Pfefferle Aline, Contet Julian, Wong Kahlia, Chen Charlotte, Verhoeyen Els, Slichter Chloe K, Schluns Kimberly S, Cursons Joseph, Berry Richard, Nikolic Iva, Rautela Jai, Huntington Nicholas D
Biomedicine Discovery Institute and the Department of Biochemistry and Molecular Biology Monash University Clayton VIC Australia.
oNKo-Innate Pty Ltd Moonee Ponds VIC Australia.
Clin Transl Immunology. 2024 May 2;13(5):e1507. doi: 10.1002/cti2.1507. eCollection 2024.
Autologous chimeric antigen receptor (CAR) T-cell therapy of B-cell malignancies achieves long-term disease remission in a high fraction of patients and has triggered intense research into translating this successful approach into additional cancer types. However, the complex logistics involved in autologous CAR-T manufacturing, the compromised fitness of patient-derived T cells, the high rates of serious toxicities and the overall cost involved with product manufacturing and hospitalisation have driven innovation to overcome such hurdles. One alternative approach is the use of allogeneic natural killer (NK) cells as a source for CAR-NK cell therapy. However, this source has traditionally faced numerous manufacturing challenges.
To address this, we have developed an optimised expansion and transduction protocol for primary human NK cells primed for manufacturing scaling and clinical evaluation. We have performed an in-depth comparison of primary human NK cell sources as a starting material by characterising their phenotype, functionality, expansion potential and transduction efficiency at crucial timepoints of our CAR-NK manufacturing pipeline.
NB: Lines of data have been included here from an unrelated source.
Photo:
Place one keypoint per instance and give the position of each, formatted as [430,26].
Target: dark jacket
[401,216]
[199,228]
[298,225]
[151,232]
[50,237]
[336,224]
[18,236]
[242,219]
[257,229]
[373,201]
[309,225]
We identified adult peripheral blood-derived NK cells to be the superior source for generating a CAR-NK cell product because of a higher maximum yield of CAR-expressing NK cells combined with potent natural, as well as CAR-mediated anti-tumor effector functions.
Our optimised manufacturing pipeline dramatically improves lentiviral transduction efficiency of primary human NK cells. We conclude that the exponential expansion pre- and post-transduction and high on-target cytotoxicity make peripheral blood-derived NK cells a feasible and attractive CAR-NK cell product for clinical utility.
B 细胞恶性肿瘤的自体嵌合抗原受体(CAR)T 细胞疗法使很大一部分患者实现了长期疾病缓解,并引发了将这一成功方法应用于其他癌症类型的深入研究。然而,自体 CAR-T 细胞制造涉及的复杂物流、患者来源 T 细胞的适应性受损、严重毒性的高发生率以及产品制造和住院的总体成本推动了创新以克服这些障碍。一种替代方法是使用同种异体自然杀伤(NK)细胞作为 CAR-NK 细胞疗法的来源。然而,传统上这种来源面临着众多制造挑战。
为了解决这一问题,我们开发了一种优化的扩增和转导方案,用于为扩大制造规模和临床评估准备的原代人 NK 细胞。我们通过在 CAR-NK 细胞制造流程的关键时间点表征其表型、功能、扩增潜力和转导效率,对作为起始材料的原代人 NK 细胞来源进行了深入比较。
我们确定成人外周血来源的 NK 细胞是生成 CAR-NK 细胞产品的优质来源,因为表达 CAR 的 NK 细胞最大产量更高,同时具有强大的天然以及 CAR 介导的抗肿瘤效应功能。
我们优化的制造流程显著提高了原代人 NK 细胞的慢病毒转导效率。我们得出结论,转导前后的指数扩增和高靶向细胞毒性使外周血来源的 NK 细胞成为一种用于临床的可行且有吸引力的 CAR-NK 细胞产品。